Welcome to my garden!
Our front yard is primarily a woodland garden, with many native wildflowers, shrubs and trees. But believe it or not, it’s also an herb garden. If you define herbs as the useful plants, then most of our ornamentals and natives qualify. You just have to learn what the uses are! That’s what I’m doing, and what I hope to write about for you here. There’s a lot to learn, but spending time with these fragrant green plants and the books written about them, makes the lessons some of the most pleasant I can think of.
In the photo above (taken in July), you see the strip of garden bed between the lawn and the wood’s edge. We’ve planted that with mostly native prairie plants for birds and butterflies. There is lots of color and activity there, especially in late summer and fall.

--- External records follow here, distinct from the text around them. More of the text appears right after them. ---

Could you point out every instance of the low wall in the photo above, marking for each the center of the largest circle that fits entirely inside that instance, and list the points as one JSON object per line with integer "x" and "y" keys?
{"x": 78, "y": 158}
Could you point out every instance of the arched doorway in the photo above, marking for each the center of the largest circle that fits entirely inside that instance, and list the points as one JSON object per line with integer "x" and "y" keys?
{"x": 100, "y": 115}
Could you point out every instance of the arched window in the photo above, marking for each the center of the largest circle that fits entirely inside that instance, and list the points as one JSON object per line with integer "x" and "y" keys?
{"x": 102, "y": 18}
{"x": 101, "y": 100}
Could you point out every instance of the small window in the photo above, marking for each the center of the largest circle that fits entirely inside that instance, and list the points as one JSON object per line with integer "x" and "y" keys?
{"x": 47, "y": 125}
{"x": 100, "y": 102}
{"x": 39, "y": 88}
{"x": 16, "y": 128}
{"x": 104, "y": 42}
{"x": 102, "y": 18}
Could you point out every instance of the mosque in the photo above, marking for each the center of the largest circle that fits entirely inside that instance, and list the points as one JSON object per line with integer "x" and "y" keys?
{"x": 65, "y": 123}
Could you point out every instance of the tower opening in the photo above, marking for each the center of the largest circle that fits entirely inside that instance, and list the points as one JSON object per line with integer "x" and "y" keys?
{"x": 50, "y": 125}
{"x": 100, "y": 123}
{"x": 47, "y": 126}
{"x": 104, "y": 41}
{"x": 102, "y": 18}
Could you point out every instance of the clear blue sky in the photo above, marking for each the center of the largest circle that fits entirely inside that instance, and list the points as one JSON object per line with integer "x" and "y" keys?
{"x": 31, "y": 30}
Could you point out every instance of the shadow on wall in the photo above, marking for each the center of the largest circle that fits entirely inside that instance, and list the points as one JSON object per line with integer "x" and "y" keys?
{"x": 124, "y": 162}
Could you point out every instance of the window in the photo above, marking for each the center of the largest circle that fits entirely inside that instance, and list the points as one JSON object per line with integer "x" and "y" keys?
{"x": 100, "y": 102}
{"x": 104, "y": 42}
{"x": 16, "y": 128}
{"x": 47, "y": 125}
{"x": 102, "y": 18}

We have all started to rethink acres of lawn, haven’t we? A small circle of grass with perennials and shrubs all around looks sharp, provides more interest than lawn alone, and is better habitat for wildlife, too. We reduced the size of our lawn by at least half a few years ago, and haven’t missed it a bit. Of course, it depends on your needs. If you need space to play soccer, you might want a little more. Photo #1 above is the view just to the left of the butterfly garden (in May).

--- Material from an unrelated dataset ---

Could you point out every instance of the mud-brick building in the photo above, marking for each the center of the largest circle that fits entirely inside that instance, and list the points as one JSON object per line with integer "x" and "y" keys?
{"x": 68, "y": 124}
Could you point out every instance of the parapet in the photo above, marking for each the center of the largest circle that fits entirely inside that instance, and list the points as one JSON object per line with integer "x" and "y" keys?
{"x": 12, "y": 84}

From the front steps looking toward the street, you see the view in photo #2. We still have many of the Asian azaleas that were here when we moved in 20 years ago, and we have added Canada hemlock, witchhazels, fothergilla, oakleaf hydrangea and scads of wildflowers.
In November, the maple tree in photo #3 blazes orange every year. One neighbor told me he had to stop in his tracks to take a picture of it. I understood—I’ve done that too! The color is astounding.
The last three photos are my backyard, which is a cottagy sort of mess most of the time. Photo #4 is a mini-bog, late season. The star in the middle, (ignore the weeds), is Sarracenia leucophylla. Carnivorous plants are hard to beat for the pure fascination factor, aren’t they? Pitcher plants are surprisingly easy to grow, too.
Photo #5 is my patio. Before you ask, the pretty plant between the flagstones is Mazus reptans. It blooms most dramatically in April, but has at least a few blooms for most of the growing season. There are sections of the patio that get too hot for mazus in the summer and we’ve experimented with several sedums with limited success. A few forget-me-nots, species tulips and hardy begonias tucked in around the edges add texture and color as the season progresses.
I think my garden may be its best in fall. In October, across the lawn from the patio, chrysanthemums bloom (photo #6). Most are ‘Ryan’s Yellow’ but there are some ‘Niche’s October Glow’ as well as a pink one—’Clara Curtis’ maybe. Dramatic leaf color in the native trees and shrubs adds some jaw-dropping pizzaz, too.
But now a disclaimer of sorts—2015 has not been a great gardening year so far around here!:
Gardens are always changing, right? This year an illness, that year too much travel, most years too many deer (or all of the above!)—it’s hard to make the garden look like you want it to all the time. But, there are those years that you plant each time just before a gentle rain (what luck!), the temperature doesn’t drop below freezing even once after April 10 (stupendous!), the deer find another buffet (woohoo!), and Eden flourishes all around (do you hear angels?).
Whichever kind of year it is, gardeners tend to be hopeful people who persevere. There’s always something beautiful to look at, listen to, marvel when you plant things outside and watch them grow. And doing that makes you care about nature and being a good steward and all that good stuff.